Analyzing billions of credit card transactions and serving low-latency insights in the cloud
This is a guest post by Ivan de Prado and Pere Ferrera, founders of Datasalt, the company behind Pangool and Splout SQL Big Data open-source projects.
The amount of payments performed using credit cards is huge. It is clear that there is inherent value in the data that can be derived from analyzing all the transactions. Client fidelity, demographics, heat maps of activity, shop recommendations, and many other statistics are useful to both clients and shops for improving their relationship with the market. At Datasalt we have developed a system in collaboration with the BBVA bank that is able to analyze years of data and serve insights and statistics to different low-latency web and mobile applications.
The main challenge we faced besides processing Big Data input is that the output was also Big Data, and even bigger than the input. And this output needed to be served quickly, under high load.
The solution we developed has an infrastructure cost of just a few thousands of dollars per month thanks to the use of the cloud (AWS), Hadoop and Voldemort. In the following lines we will explain the main characteristics of the proposed architecture.
Data, goals and first decisions
The system uses BBVA's credit card transactions performed in shops all around the world as input source for the analysis. Obviously, the data is anonymous, impersonal and dissociated to prevent any privacy issue. Credit card numbers are hashed. Any resultant insights are always an aggregation, so no personal information can be derived from them.
We calculate many statistics and data per each shop and per different periods of time. These are some of them:
- Histogram of payment amounts for each shop
- Client fidelity
- Client demographics
- Shop recommendations (clients buying here also buy at ...). Filtered by location, shop category and so on.
The main goal of the project was to offer all this information to the different agents (shops, clients) through low-latency web and mobile applications. So one demanding requirement was to be able to serve the results with sub-second latencies under high load. And because this was a research project, a high degree of flexibility in the code and in the requirements needed to be handled.
Because updating the data only once a day was not a problem, we opted by a batch-oriented architecture (Hadoop). And we chose Voldemort as a read-only store for serving Hadoop-generated insights, which is a simple yet super-fast key/value store that integrates well with Hadoop.
The platform
The system was built on top of Amazon Web Services. Specifically, we used S3 for storing raw input data, Elastic Map Reduce (Amazon's provided Hadoop) for the analysis and EC2 for serving the results. Using cloud technologies allowed us to iterate fast and deliver functional prototypes quickly, which is exactly what we needed for the kind of project.
The architecture
The architecture has three main parts:
- Data storage: Used to maintain raw data (credit card transactions) and the resulting Voldemort stores.
- Data processing: A Hadoop workflow running on EMR that performs all the computations and creates the data stores needed by Voldemort.
- Data serving: A Voldemort cluster that serves the precomputed data from the data processing layer.
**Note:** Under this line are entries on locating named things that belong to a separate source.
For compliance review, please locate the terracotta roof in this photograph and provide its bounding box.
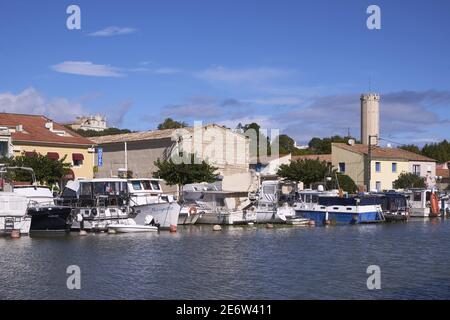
[0,113,95,145]
[291,154,331,162]
[333,143,436,162]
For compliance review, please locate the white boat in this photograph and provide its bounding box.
[182,184,256,225]
[108,216,158,233]
[256,180,295,223]
[0,167,31,235]
[405,189,440,218]
[127,178,180,231]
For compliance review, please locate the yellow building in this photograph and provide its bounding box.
[331,143,436,191]
[0,113,95,180]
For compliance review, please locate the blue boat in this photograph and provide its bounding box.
[296,196,385,225]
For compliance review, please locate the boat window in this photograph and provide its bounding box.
[263,186,275,194]
[80,183,92,196]
[413,192,422,201]
[151,180,161,190]
[131,181,142,190]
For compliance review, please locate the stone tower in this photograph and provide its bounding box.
[361,93,380,145]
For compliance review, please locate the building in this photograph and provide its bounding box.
[69,114,108,131]
[331,143,436,191]
[0,113,95,179]
[90,124,254,191]
[360,93,380,145]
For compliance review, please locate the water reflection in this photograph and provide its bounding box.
[0,219,450,299]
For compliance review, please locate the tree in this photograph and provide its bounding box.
[158,118,188,130]
[422,140,450,163]
[394,172,425,189]
[400,144,421,154]
[277,159,333,186]
[0,153,71,186]
[153,154,217,199]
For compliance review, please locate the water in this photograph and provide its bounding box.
[0,220,450,299]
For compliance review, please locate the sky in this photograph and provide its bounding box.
[0,0,450,145]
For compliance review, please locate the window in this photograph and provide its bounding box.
[131,181,142,190]
[413,164,420,177]
[375,181,381,192]
[375,162,381,172]
[392,162,397,172]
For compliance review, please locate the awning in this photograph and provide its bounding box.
[25,151,37,158]
[47,152,59,160]
[72,153,84,161]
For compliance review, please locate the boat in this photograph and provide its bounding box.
[3,166,72,232]
[108,216,158,233]
[296,192,385,225]
[407,188,440,218]
[0,167,31,236]
[256,180,296,223]
[57,178,136,232]
[181,183,256,225]
[127,178,179,231]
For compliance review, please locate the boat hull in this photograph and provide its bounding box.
[298,211,384,225]
[133,202,180,230]
[28,206,72,232]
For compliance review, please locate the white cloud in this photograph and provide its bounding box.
[0,87,87,121]
[195,66,292,84]
[51,61,123,77]
[89,26,138,37]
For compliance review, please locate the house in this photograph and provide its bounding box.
[90,124,254,191]
[331,143,436,191]
[0,113,95,179]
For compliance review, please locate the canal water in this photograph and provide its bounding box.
[0,220,450,299]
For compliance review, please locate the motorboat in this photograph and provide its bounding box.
[58,178,136,231]
[127,178,180,231]
[108,216,158,233]
[256,180,296,223]
[181,183,256,225]
[406,189,440,218]
[3,166,72,232]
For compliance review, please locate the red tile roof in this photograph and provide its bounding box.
[333,143,436,162]
[0,113,95,145]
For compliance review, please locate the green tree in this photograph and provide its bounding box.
[394,172,425,189]
[422,140,450,163]
[0,153,71,186]
[277,159,333,186]
[399,144,421,154]
[153,154,217,199]
[158,118,188,130]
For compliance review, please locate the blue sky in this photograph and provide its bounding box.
[0,0,450,144]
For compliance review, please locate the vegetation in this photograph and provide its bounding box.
[68,127,132,137]
[153,154,217,199]
[0,153,71,186]
[158,118,188,130]
[394,172,425,189]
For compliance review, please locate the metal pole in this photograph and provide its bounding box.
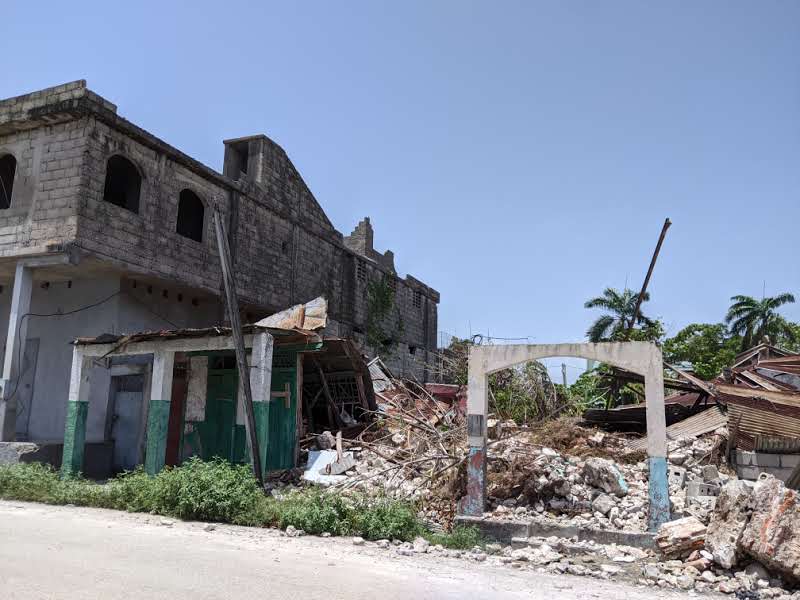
[628,218,672,331]
[214,206,264,487]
Every day, the bank uploads all the transactions that happened on that day to a folder in S3. This allows us to keep all historical data - all credit card transactions performed every single day. All that data is the input for the processing layer, so we recompute everything, every day. Reprocessing all the data allows us to be very agile. If requirements change or if we find a silly bug, we just update the project code and all data is fixed after the next batch. It is a development decision that brings us:
- A simplified code base & architecture,
- Flexibility & adaptability to changes,
- Easy handling of human errors (Just fix the bug and relaunch the process).
Once a day the controller starts a new Hadoop cluster on EMR and launches the processing flow. This flow is composed of approximately 16 Tuple MapReduce jobs that calculate various insights. The last part of the flow (Voldemort indexer) is in charge of building the data store files that will later be deployed to Voldemort. Once the flow has finished, the resulting data store files are uploaded to S3. The controller shuts down the Hadoop cluster, and sends a deploy request to Voldemort. Then, Voldemort downloads the new data stores from S3 and performs a hot-swap, replacing the old ones entirely.
The technologies
Hadoop and Pangool
The whole analytics and processing flow is implemented using Pangool Jobs on top of Hadoop. This brings us a good balance between performance, flexbility and agileness. The use of tuples allows us to carry information between the flow using simple data types (int, string) and at the same time we can include other complex objects (like histograms) with their own custom serialization.
Also, because Pangool is still a low level API, we can fine-tune a lot every single Job when needed.
Voldemort
Voldemort is a key/value NoSql database developed by LinkedIn, based on Amazon's Dynamo concepts.
The main idea behind Voldemort is dividing data in chunks. Each chunk is replicated and served in the nodes of the Voldemort cluster. Each Voldemort daemon is able to route queries to the node that keeps the value for a particular key. Voldemort supports fast reads as well as random writes, but for this project we use Voldemort as a read-only datastore, replacing all data chunks after each batch process. Because data stores are pre-generated by Hadoop, query serving is not affected by the deployment process. This is one of the advantages of using this read-only, batch approach. We also have the flexbility to change the cluster topology and rebalance the data when needed.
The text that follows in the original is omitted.